The first step in experiencing a healing of our shame is to come out of hiding.

          You come out of hiding through fellowship.

                   Wisely share your feelings

                             Reveal your thoughts about yourself,

                                      Expose your wounds,

                                                 with someone you trust. 

 

          This trusted confidant could be your spouse, a sibling, a close friend,

maybe even your pastor or a therapist, your secure home group,

                                       regardless you have to bring out into the light what you

                                                have been hiding.

 

          Their job will be to communicate grace and truth to you in love.

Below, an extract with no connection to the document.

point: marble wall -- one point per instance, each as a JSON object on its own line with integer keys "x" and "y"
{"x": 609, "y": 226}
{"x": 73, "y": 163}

                   Grace without truth excuses you’re behavior and usually turns in to a

                             sympathy fest or a pity party.

 

                   Truth with out grace turns into something judgmental, harsh and cruel.

 

                   In a fellowship each one speaks Truth with Grace in love.

 

          Your job is to hear their message of love and acceptance.

                   Your job is to see your self in the light of grace and truth spoken in

                             love reflected in the eyes of your confidants.

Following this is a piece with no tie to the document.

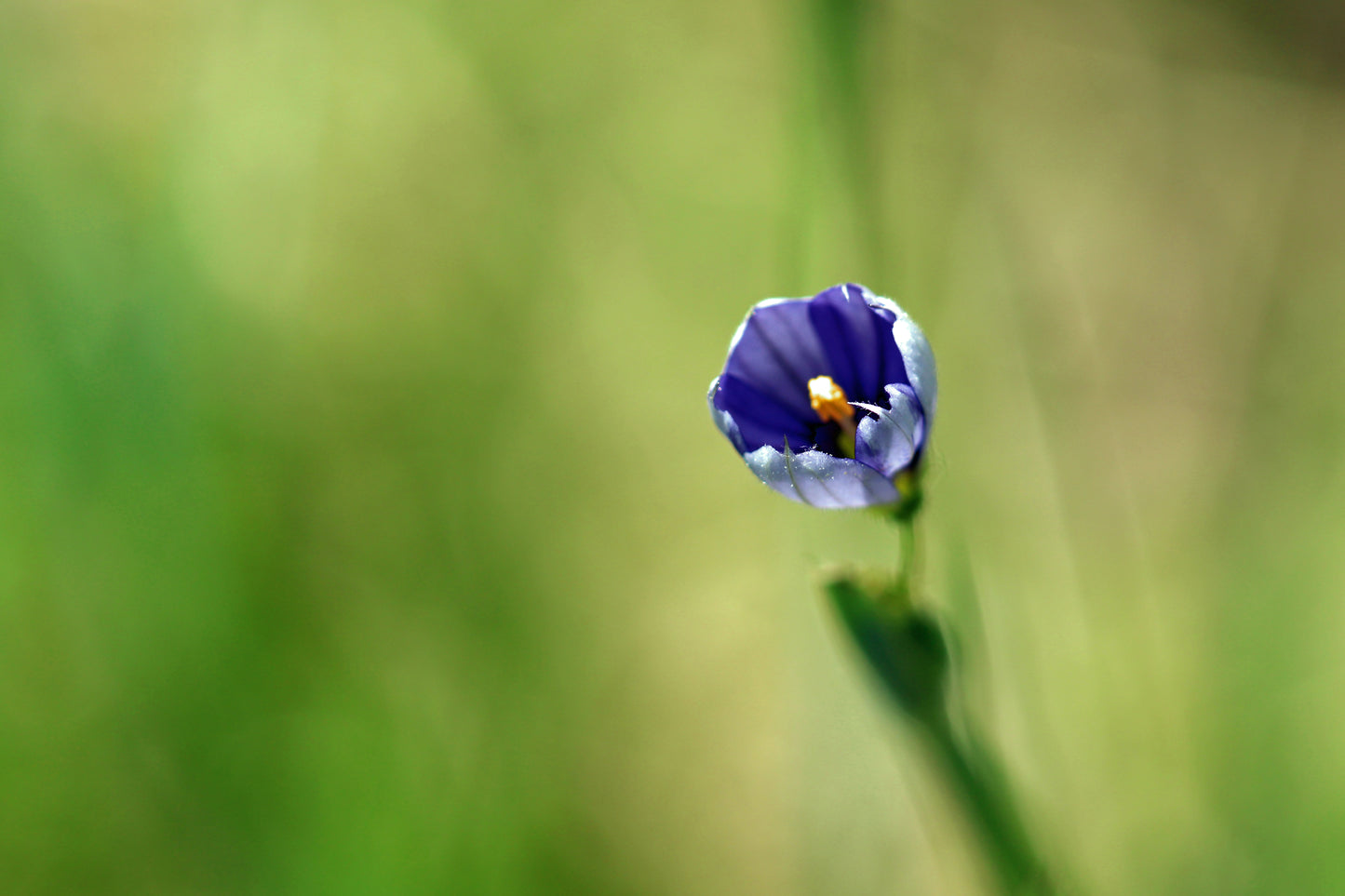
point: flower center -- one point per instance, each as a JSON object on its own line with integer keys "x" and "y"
{"x": 828, "y": 400}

                                     

          Start to see yourself how they are seeing you.

                   Start to accept yourself as they accepting  you.

                             Start to love yourself as they are loving you.

 

           

I wish I could tell you that healing shame is quick and easy,

          Just follow these steps and presto: you’re better.

                   But that’s just not the case.

                             It takes time and consistency.

 

I’ve told you before it that it was about 6 years into our marriage when one

          day Carol said, “Mike, you know I love you.”

                             And I said, “Carol, I think you convinced me.”

 

          Healing shame takes time, consistency and hard work.

                   I don’t know how long it will take you to get free of the old shame

                             based way of thinking,

                                      But I do know that this is the path,

                                                Are you ready to walk it in order to become the

                                                          person God created you to be?

                                     

 

Psalms 139:23-24 (MSG)

Investigate my life, O God, find out everything about me; Cross-examine and test me, get a clear picture of what I'm about; See for yourself whether I've done anything wrong— then guide me on the road to eternal life.